Projet Sahara Vert

Application systémique du cadre informationnel aux dynamiques écologiques et territoriales


Présentation générale

Le Projet Sahara Vert explore l’application d’un cadre informationnel unifié — fondé sur la Théorie des Fils d’Information (TFI) et le Principe d’Unité Corrélative (PUC) — à la compréhension et à la transformation de systèmes écologiques, hydrologiques et socio-économiques complexes.

L’objectif est d’étudier comment la cohérence informationnelle, la structure corrélative et les transitions d’équilibre peuvent guider des dynamiques de régénération dans des environnements fortement dégradés.

Ce projet constitue une démonstration appliquée du cadre théorique, à l’échelle d’un territoire réel.


1. Contexte et motivation

Les territoires désertifiés présentent des caractéristiques communes :

  • fragmentation des flux internes,
  • instabilité systémique,
  • perte de cohérence structurelle,
  • dynamique d’appauvrissement auto-renforcée,
  • difficulté à retrouver des régimes stables.

L’hypothèse centrale du Projet Sahara Vert est que ces phénomènes peuvent être décrits, analysés et influencés à partir d’une perspective informationnelle, en étudiant :

  • les corrélations entre sous-systèmes,
  • la cohérence interne,
  • les ruptures d’équilibre,
  • les transitions émergentes.


2. Fondements informationnels appliqués

Le projet mobilise trois principes issus du cadre TFI/PUC :

a. Cohérence corrélative interne

Un système stable est un système dont les structures corrélatives internes sont suffisantes pour maintenir une dynamique cohérente.

b. Flux et continuité informationnelle

La dégradation d’un territoire correspond souvent à une rupture des flux cohérents (eau, énergie, organisation, interactions sociales ou biologiques).

c. Transitions émergentes

Lorsque certaines conditions sont rétablies, les systèmes complexes peuvent réactiver des dynamiques d’auto-organisation.

Ces principes permettent d’interpréter la désertification non seulement comme un phénomène physique ou écologique, mais comme la manifestation d’une perte de cohérence multi-échelle.


3. Axes du projet Sahara Vert

Le projet est structuré en trois piliers complémentaires :

3.1 Stabilisation interne (informationnelle)

Analyse des structures corrélatives internes du territoire.
Objectif : identifier les points de rupture, les zones critiques, les sous-systèmes capables de réactivation.

3.2 Stabilisation externe (environnementale)

Étude des leviers physiques et écologiques permettant de rétablir les flux :

  • circulation hydrologique,
  • couverture végétale,
  • sols,
  • gradients structurels.

3.3 Régénération émergente

Une fois un seuil de cohérence atteint, les dynamiques écologiques peuvent se réactiver :

  • colonisation végétale,
  • microclimats locaux,
  • réseaux biologiques,
  • activités humaines adaptées.

Le projet étudie comment ces dynamiques se déclenchent, comment elles s’organisent et jusqu’où elles peuvent se maintenir.


4. Intérêt scientifique

Le Projet Sahara Vert constitue un terrain d’étude unique pour :

  • tester un cadre informationnel sur un système réel,
  • analyser les transitions de cohérence à grande échelle,
  • étudier les conditions d’émergence dans des environnements extrêmes,
  • modéliser les phases de stabilisation et de réactivation,
  • rapprocher physique de l’information, écologie et sciences des systèmes.

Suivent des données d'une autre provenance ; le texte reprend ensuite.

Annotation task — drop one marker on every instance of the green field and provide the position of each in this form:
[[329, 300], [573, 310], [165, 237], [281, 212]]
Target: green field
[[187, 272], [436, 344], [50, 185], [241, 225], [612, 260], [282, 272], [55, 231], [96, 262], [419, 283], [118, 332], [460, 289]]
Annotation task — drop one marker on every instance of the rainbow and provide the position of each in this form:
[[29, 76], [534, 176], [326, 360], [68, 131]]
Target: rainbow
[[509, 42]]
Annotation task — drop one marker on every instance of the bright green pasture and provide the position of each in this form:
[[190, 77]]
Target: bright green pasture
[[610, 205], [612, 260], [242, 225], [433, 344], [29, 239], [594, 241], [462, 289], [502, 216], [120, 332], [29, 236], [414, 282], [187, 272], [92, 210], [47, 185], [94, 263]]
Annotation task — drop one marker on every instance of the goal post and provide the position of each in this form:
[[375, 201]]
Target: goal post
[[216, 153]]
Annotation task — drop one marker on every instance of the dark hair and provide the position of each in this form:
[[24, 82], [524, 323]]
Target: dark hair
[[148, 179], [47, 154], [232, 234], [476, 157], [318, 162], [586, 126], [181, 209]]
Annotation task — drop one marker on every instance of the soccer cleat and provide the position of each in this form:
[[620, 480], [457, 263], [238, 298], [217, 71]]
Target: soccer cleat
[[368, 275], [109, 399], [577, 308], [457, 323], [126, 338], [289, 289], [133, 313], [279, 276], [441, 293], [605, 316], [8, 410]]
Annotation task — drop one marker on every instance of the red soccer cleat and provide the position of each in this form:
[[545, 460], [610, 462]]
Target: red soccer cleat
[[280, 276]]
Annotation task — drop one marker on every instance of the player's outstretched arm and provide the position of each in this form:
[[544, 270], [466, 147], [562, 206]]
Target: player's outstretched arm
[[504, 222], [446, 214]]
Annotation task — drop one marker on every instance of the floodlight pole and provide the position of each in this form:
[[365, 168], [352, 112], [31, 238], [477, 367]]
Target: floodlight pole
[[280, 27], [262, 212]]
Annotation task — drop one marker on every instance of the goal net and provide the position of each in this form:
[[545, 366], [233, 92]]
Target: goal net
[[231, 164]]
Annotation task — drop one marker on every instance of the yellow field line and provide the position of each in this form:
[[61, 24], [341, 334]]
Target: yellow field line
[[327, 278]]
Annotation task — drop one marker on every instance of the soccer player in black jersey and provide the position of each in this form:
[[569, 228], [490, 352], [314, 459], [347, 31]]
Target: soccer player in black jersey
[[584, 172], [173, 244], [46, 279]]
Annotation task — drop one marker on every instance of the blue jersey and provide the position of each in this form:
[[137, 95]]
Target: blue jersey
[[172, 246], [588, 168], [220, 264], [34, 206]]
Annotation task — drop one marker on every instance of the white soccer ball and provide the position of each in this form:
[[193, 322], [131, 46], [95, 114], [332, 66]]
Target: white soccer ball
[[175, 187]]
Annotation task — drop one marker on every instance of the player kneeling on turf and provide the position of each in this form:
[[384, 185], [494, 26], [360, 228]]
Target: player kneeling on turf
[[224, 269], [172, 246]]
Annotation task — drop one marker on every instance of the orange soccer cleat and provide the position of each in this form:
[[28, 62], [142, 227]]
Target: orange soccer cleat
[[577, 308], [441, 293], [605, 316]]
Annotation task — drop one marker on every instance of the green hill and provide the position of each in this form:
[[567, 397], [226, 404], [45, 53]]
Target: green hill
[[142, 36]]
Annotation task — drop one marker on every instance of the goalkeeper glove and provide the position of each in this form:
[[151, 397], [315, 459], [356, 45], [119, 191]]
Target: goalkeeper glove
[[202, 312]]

Il ouvre ainsi un espace inédit de dialogue entre science fondamentale et applications territoriales.


5. Documents et ressources

Toutes les versions du dossier scientifique associé au Projet Sahara Vert sont disponibles en accès public.

→ Consulter le document Sahara Vert


6. Perspectives

Le projet est conçu comme un cadre évolutif.
Les prochaines étapes incluent :

  • approfondissement des modèles informationnels appliqués au terrain,
  • analyse multi-échelle des structures de cohérence,
  • étude des dynamiques hydrologiques émergentes,
  • documentation progressive des scénarios possibles.

Ce travail s’inscrit dans une vision de long terme :
montrer comment un cadre informationnel peut éclairer des problématiques de grande ampleur, tout en proposant des outils conceptuels pour la compréhension des systèmes complexes.